= Katarzyna Skarpetowska =

Katarzyna Skarpetowska (born ca. 1977) is a dancer and choreographer of Polish descent. She danced with the Lar Lubovitch Dance Company from 2007 - 2014, and Parsons Dance Company. from 1999-2006. Her choreography, often set on the Parsons company, is noted for providing a more emotionally complicated contrast to Parson's work.

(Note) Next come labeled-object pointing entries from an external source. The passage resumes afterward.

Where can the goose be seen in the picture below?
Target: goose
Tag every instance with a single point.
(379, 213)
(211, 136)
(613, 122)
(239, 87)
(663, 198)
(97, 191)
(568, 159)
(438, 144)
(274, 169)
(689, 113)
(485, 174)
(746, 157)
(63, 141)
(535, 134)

She performed in the Broadway musical METRO at age 15 directed by Janusz Józefowicz. Following the show's run, she attended NYC High School for the Performing Arts and then received a BFA in Dance from The Juilliard School in 1999 under artistic director Benjamin Harkarvy. After graduation, she joined Parsons Dance, performing leading roles in the company’s repertory including the iconic CAUGHT. With the Lar Lubovitch Dance Company, Katarzyna performed at many reputable venues such as New York’s City Center, The Kennedy Center and The Bolshoi Theater, and was a guest artist with The Battleworks Dance Company and Buglisi Dance Theater. Her choreography has been performed by Richmond Ballet, Alvin Ailey American Dance Theater II, Lar Lubovitch Dance Company, Parsons Dance, Buglisi Dance Theater, Houston Metropolitan Dance Company, Hubbard Street 2, among others.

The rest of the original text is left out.